Não se trata de negar a importância da Lei Maria da Penha. Ao contrário. A legislação nasceu como resposta a uma realidade brutal: milhares de mulheres vítimas de violência doméstica, muitas vezes silenciadas dentro de suas próprias casas, sem testemunhas, sem provas materiais e sem proteção do Estado.
Foi nesse contexto que o Judiciário brasileiro passou a reconhecer um princípio importante: em determinados casos, especialmente nos crimes de violência doméstica e sexual, a palavra da vítima possui especial relevância probatória.
E isso faz sentido.
A maioria desses crimes acontece longe dos olhos do público. Exigir prova plena, testemunhal ou material em todos os casos seria, na prática, inviabilizar a punição de inúmeros agressores.
Mas é exatamente nesse ponto que nasce o problema.
Quando a palavra se transforma quase que na única prova possível, abre-se uma zona perigosa: a possibilidade de erro judicial.
E o erro, no Direito Penal, tem consequências devastadoras.
A concessão de medidas protetivas, o afastamento do lar, a prisão preventiva e até mesmo uma condenação podem se fundamentar em um conjunto probatório frágil, muitas vezes centrado no relato de uma única pessoa. E quando, ao final, surge a dúvida — ou até mesmo a prova de que a acusação não era verdadeira — o dano já está consumado.
A pergunta, então, é inevitável:
Quem devolve o tempo de quem foi preso injustamente?
Quem reconstrói a reputação destruída?
Quem repara o julgamento social, muitas vezes mais cruel do que o próprio processo judicial?
É verdade que o ordenamento jurídico prevê mecanismos de reação. A falsa acusação pode configurar crime de denunciação caluniosa. Pode gerar indenização por danos morais. Em tese, o Estado também pode ser responsabilizado por erro judiciário.
Mas tudo isso, na prática, é insuficiente.
Nenhuma indenização devolve meses ou anos de liberdade. Nenhuma sentença consegue apagar o estigma social. Nenhum processo repara integralmente os impactos emocionais, familiares e profissionais sofridos pelo acusado.
E há ainda um agravante pouco discutido: nem toda acusação improcedente é considerada falsa.
Para que exista denunciação caluniosa, é necessário provar que houve intenção deliberada de mentir. Ou seja, muitas acusações que não se confirmam acabam não gerando qualquer responsabilização para quem acusou.
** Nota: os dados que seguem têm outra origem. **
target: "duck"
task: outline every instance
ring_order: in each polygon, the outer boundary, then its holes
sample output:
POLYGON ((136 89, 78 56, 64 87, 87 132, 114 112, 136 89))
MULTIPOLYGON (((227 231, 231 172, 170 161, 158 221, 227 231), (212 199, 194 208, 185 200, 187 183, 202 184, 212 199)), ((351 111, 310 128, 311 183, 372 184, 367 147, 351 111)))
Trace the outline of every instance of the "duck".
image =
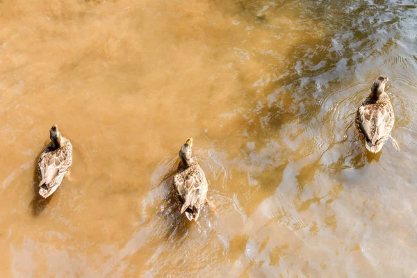
POLYGON ((181 161, 172 181, 173 195, 180 205, 181 214, 185 213, 188 220, 197 221, 207 201, 208 183, 204 172, 191 157, 193 138, 183 144, 179 155, 181 161))
POLYGON ((65 175, 69 176, 72 164, 72 145, 61 135, 56 124, 49 129, 49 138, 51 142, 38 162, 39 195, 44 199, 58 189, 65 175))
POLYGON ((370 93, 358 108, 356 126, 359 137, 365 142, 365 147, 371 153, 377 154, 388 138, 393 147, 400 150, 397 141, 391 133, 395 120, 394 110, 389 96, 385 92, 388 77, 379 76, 373 83, 370 93))

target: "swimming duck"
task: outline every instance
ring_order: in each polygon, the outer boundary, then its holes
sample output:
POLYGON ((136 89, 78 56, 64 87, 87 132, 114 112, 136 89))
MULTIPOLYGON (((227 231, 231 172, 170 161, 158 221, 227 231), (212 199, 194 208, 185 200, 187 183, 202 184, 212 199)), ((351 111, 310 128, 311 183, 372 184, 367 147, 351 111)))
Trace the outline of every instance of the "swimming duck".
POLYGON ((54 124, 49 129, 51 142, 44 148, 39 161, 39 194, 47 198, 60 186, 72 164, 72 145, 54 124))
POLYGON ((385 92, 388 77, 379 76, 370 88, 370 94, 362 102, 356 117, 356 125, 360 137, 365 141, 366 149, 377 153, 389 138, 393 146, 399 150, 398 144, 391 136, 394 126, 394 111, 389 96, 385 92))
POLYGON ((204 172, 195 159, 191 158, 193 138, 189 138, 179 150, 181 161, 174 176, 172 191, 180 204, 181 213, 186 213, 188 220, 197 221, 206 202, 208 183, 204 172))

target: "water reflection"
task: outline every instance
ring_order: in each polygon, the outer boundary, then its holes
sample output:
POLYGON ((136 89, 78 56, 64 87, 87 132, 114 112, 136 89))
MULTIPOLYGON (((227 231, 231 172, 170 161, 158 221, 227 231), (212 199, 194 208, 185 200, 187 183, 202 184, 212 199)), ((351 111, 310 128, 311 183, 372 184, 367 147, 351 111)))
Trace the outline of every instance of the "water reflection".
POLYGON ((415 3, 0 6, 3 276, 415 273, 415 3), (381 74, 402 151, 375 156, 353 119, 381 74), (76 181, 42 200, 53 124, 76 181), (217 206, 198 223, 170 195, 190 136, 217 206))

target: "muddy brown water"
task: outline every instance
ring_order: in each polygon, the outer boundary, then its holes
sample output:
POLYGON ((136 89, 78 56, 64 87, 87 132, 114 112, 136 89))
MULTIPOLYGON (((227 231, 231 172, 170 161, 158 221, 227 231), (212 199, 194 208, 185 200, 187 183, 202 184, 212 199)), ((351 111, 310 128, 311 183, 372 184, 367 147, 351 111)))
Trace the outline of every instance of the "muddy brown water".
POLYGON ((2 277, 410 277, 417 272, 413 1, 0 1, 2 277), (396 113, 368 155, 379 75, 396 113), (73 181, 47 200, 56 124, 73 181), (210 182, 170 197, 181 145, 210 182))

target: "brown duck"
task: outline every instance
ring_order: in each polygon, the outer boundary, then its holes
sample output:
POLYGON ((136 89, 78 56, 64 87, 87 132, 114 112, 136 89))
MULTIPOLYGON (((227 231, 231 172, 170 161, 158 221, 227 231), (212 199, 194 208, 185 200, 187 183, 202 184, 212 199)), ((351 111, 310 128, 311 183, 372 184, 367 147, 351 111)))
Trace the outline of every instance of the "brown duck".
POLYGON ((51 142, 44 148, 39 161, 39 194, 47 198, 60 186, 72 164, 72 145, 54 124, 49 129, 51 142))
POLYGON ((379 76, 370 88, 370 94, 362 102, 356 116, 356 125, 366 149, 377 153, 384 143, 391 138, 393 146, 399 150, 398 144, 391 137, 395 116, 389 96, 385 92, 388 77, 379 76))
POLYGON ((177 202, 181 206, 181 213, 190 221, 197 221, 206 202, 208 183, 204 172, 191 158, 193 138, 189 138, 179 150, 181 161, 174 176, 172 191, 177 202))

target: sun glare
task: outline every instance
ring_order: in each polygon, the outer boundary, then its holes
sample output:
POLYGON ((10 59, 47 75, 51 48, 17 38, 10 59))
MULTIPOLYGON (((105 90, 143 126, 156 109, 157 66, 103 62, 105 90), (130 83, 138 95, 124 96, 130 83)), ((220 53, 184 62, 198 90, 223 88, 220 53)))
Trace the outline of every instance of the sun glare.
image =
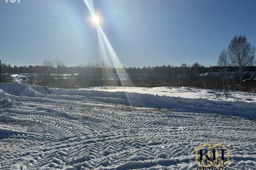
POLYGON ((92 17, 92 21, 96 24, 98 24, 100 22, 100 18, 97 16, 94 16, 92 17))

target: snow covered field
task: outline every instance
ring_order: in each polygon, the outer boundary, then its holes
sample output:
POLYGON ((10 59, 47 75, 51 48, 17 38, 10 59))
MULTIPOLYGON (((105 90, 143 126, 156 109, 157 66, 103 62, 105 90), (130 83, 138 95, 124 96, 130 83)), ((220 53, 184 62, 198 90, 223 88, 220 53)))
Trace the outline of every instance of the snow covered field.
POLYGON ((0 83, 0 169, 195 170, 206 142, 230 149, 228 169, 256 169, 254 94, 111 88, 0 83))

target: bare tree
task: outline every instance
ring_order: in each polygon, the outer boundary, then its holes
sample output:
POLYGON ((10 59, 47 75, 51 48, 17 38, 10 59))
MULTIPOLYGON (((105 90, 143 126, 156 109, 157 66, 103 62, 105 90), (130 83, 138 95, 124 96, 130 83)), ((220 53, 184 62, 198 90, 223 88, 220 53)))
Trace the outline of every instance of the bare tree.
POLYGON ((254 62, 255 48, 252 46, 244 35, 235 35, 231 40, 228 49, 230 64, 239 68, 240 82, 242 82, 246 66, 254 62))
POLYGON ((63 59, 55 58, 53 62, 54 67, 56 68, 57 78, 60 83, 60 80, 63 78, 63 74, 65 73, 66 65, 63 59))
POLYGON ((220 52, 218 61, 218 64, 219 66, 224 67, 225 69, 227 69, 227 66, 229 64, 228 56, 227 51, 223 50, 220 52))
POLYGON ((42 63, 42 66, 44 67, 43 72, 44 73, 50 73, 50 69, 53 67, 54 63, 51 60, 45 59, 42 63))

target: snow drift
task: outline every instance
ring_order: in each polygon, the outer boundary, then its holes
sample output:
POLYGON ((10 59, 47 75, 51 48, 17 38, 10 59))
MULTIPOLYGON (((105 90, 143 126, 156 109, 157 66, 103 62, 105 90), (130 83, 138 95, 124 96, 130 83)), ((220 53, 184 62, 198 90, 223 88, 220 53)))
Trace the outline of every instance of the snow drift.
POLYGON ((188 98, 120 91, 56 88, 46 89, 38 86, 22 84, 16 82, 0 83, 0 89, 2 89, 0 90, 0 96, 11 99, 18 96, 20 100, 26 100, 26 97, 36 98, 35 100, 46 100, 50 99, 82 100, 86 98, 138 107, 174 109, 189 111, 195 111, 256 118, 256 103, 254 102, 213 101, 205 98, 188 98), (49 92, 50 94, 46 94, 49 92), (9 97, 8 97, 8 96, 9 97))

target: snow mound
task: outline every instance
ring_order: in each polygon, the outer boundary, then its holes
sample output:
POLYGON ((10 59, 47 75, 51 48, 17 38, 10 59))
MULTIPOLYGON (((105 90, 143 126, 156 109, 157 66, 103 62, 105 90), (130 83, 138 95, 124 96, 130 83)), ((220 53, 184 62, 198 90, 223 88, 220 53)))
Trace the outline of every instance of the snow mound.
POLYGON ((16 121, 16 119, 11 116, 0 114, 0 122, 13 122, 16 121))
MULTIPOLYGON (((193 93, 194 91, 187 88, 181 91, 180 94, 186 91, 193 93)), ((214 91, 210 92, 210 93, 215 93, 214 91)), ((189 111, 200 111, 256 118, 256 102, 241 100, 213 100, 206 98, 192 98, 183 96, 181 96, 183 97, 159 96, 157 94, 126 91, 47 88, 39 86, 22 84, 17 82, 0 83, 0 97, 1 96, 16 101, 47 101, 56 99, 82 101, 89 98, 134 106, 182 109, 189 111)), ((2 105, 6 105, 7 104, 4 104, 2 105)), ((70 106, 69 109, 72 110, 72 108, 73 107, 70 106)))
POLYGON ((48 94, 42 87, 17 82, 0 83, 0 89, 7 94, 18 96, 42 97, 42 94, 48 94))
POLYGON ((212 100, 206 98, 188 98, 126 92, 108 92, 86 89, 50 88, 51 94, 81 96, 104 102, 134 106, 182 109, 256 118, 256 103, 243 101, 212 100))
POLYGON ((13 102, 7 98, 3 98, 0 100, 0 109, 11 107, 13 106, 13 102))

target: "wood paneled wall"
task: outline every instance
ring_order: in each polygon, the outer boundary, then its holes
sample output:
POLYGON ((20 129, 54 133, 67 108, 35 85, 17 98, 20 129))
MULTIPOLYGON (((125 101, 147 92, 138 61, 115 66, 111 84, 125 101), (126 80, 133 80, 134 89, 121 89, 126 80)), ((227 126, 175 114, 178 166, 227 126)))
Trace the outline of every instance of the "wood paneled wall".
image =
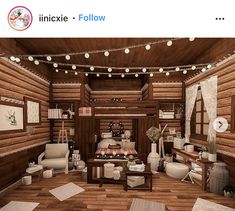
POLYGON ((152 83, 153 99, 182 99, 181 82, 152 83))
POLYGON ((27 132, 0 134, 0 153, 49 141, 49 122, 47 120, 49 82, 3 60, 0 60, 0 78, 1 96, 18 100, 23 100, 26 96, 41 102, 41 125, 35 126, 31 135, 27 132))
POLYGON ((120 98, 123 101, 136 101, 142 99, 141 91, 91 91, 90 97, 96 101, 112 102, 112 98, 120 98))
POLYGON ((37 161, 36 158, 43 151, 45 142, 49 141, 50 128, 47 120, 49 82, 3 59, 0 59, 0 79, 0 96, 18 100, 23 100, 26 96, 41 102, 41 124, 33 126, 32 134, 27 133, 27 130, 0 134, 2 189, 22 176, 29 159, 37 161), (37 145, 41 146, 32 148, 37 145))
POLYGON ((80 83, 53 83, 53 100, 80 100, 80 83))
MULTIPOLYGON (((209 78, 212 75, 218 76, 218 95, 217 95, 217 116, 225 117, 228 120, 229 127, 224 133, 217 133, 218 152, 230 157, 230 161, 235 160, 235 133, 231 131, 231 105, 232 96, 235 94, 235 59, 225 62, 204 74, 200 74, 193 79, 186 81, 186 85, 198 83, 209 78), (233 158, 231 158, 233 157, 233 158)), ((197 145, 207 144, 205 141, 192 139, 192 142, 197 145)), ((223 158, 224 156, 222 156, 223 158)), ((233 185, 235 185, 235 162, 225 162, 229 165, 230 177, 233 185)))

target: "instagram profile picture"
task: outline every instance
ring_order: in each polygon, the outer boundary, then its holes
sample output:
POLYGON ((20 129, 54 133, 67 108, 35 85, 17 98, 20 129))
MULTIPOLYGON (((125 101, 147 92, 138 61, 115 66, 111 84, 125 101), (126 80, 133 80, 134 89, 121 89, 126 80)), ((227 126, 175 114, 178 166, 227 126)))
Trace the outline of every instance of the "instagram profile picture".
POLYGON ((17 6, 8 13, 8 23, 17 31, 24 31, 30 27, 33 21, 31 11, 23 6, 17 6))

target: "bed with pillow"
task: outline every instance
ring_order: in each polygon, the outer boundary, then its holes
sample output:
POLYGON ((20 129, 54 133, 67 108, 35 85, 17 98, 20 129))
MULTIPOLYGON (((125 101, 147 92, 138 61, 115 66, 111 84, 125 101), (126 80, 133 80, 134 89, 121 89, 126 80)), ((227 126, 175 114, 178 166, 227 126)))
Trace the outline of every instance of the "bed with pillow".
POLYGON ((98 143, 96 150, 96 157, 100 158, 113 158, 113 157, 123 157, 127 155, 137 155, 135 150, 135 142, 126 141, 115 141, 112 138, 104 138, 98 143), (99 156, 100 155, 100 156, 99 156))

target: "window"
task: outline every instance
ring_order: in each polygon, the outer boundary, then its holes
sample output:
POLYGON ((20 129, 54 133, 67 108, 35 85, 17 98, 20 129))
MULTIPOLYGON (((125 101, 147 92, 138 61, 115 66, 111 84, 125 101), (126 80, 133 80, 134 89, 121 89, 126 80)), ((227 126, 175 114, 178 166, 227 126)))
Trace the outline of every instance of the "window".
POLYGON ((235 95, 232 96, 231 132, 235 132, 235 95))
POLYGON ((201 90, 199 89, 191 118, 191 137, 206 140, 208 127, 209 117, 204 107, 201 90))

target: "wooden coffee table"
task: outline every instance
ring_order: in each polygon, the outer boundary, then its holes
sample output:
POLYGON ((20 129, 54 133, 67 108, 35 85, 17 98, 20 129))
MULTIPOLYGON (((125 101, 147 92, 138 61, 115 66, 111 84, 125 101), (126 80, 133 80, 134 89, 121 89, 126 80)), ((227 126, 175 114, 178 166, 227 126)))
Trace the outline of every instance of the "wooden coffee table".
POLYGON ((138 172, 138 171, 130 171, 127 167, 125 168, 125 187, 124 190, 128 191, 128 190, 148 190, 152 192, 152 172, 150 169, 150 165, 147 164, 145 166, 145 170, 143 172, 138 172), (128 176, 142 176, 145 179, 145 184, 143 185, 139 185, 137 187, 130 187, 127 184, 127 179, 128 176))

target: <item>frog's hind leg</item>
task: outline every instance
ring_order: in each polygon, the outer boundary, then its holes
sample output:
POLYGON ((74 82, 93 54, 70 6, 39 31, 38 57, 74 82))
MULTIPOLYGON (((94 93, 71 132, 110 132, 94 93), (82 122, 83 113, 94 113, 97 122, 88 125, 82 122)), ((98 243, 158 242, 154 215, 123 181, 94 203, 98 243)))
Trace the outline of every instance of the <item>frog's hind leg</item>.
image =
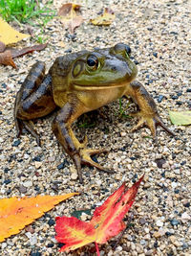
POLYGON ((166 132, 175 135, 162 122, 153 98, 140 82, 134 81, 128 84, 125 95, 127 97, 130 96, 138 106, 138 112, 130 113, 130 115, 139 118, 138 125, 132 131, 146 125, 149 127, 154 138, 157 139, 157 127, 160 126, 166 132))
POLYGON ((40 145, 32 119, 45 116, 55 108, 52 93, 52 78, 45 76, 45 64, 36 62, 31 69, 18 91, 14 104, 14 120, 17 136, 25 128, 40 145))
O resultado é um sistema que, compreensivelmente, busca proteger a vítima — mas que, ao mesmo tempo, pode expor o acusado a riscos significativos de injustiça.
E aqui é preciso maturidade para enfrentar o debate sem radicalismos.
Fortalecer a proteção à mulher é absolutamente necessário.
O Brasil ainda convive com índices alarmantes de violência doméstica e feminicídio. Enfraquecer a Lei Maria da Penha seria um retrocesso civilizatório.
Mas proteger não pode significar abrir mão de garantias fundamentais.
O Direito Penal não pode operar com presunções automáticas de culpa. A liberdade não pode ser restringida com base em convicções frágeis. E o sistema de justiça não pode ignorar que erros acontecem — e que, quando acontecem, deixam marcas profundas e, muitas vezes, irreversíveis.
O verdadeiro desafio está no equilíbrio.
Um sistema que não protege a vítima é injusto.
Mas um sistema que não protege o inocente também é.
O caso de Bacabal, independentemente de suas conclusões definitivas, serve como alerta. Ele nos obriga a refletir sobre os limites da prova, sobre o peso da palavra e, principalmente, sobre a responsabilidade do Estado ao decidir sobre a liberdade de alguém.
Porque, no fim, permanece uma pergunta que nenhuma lei conseguiu responder de forma satisfatória:
Quando a Justiça erra, quem paga pelo erro?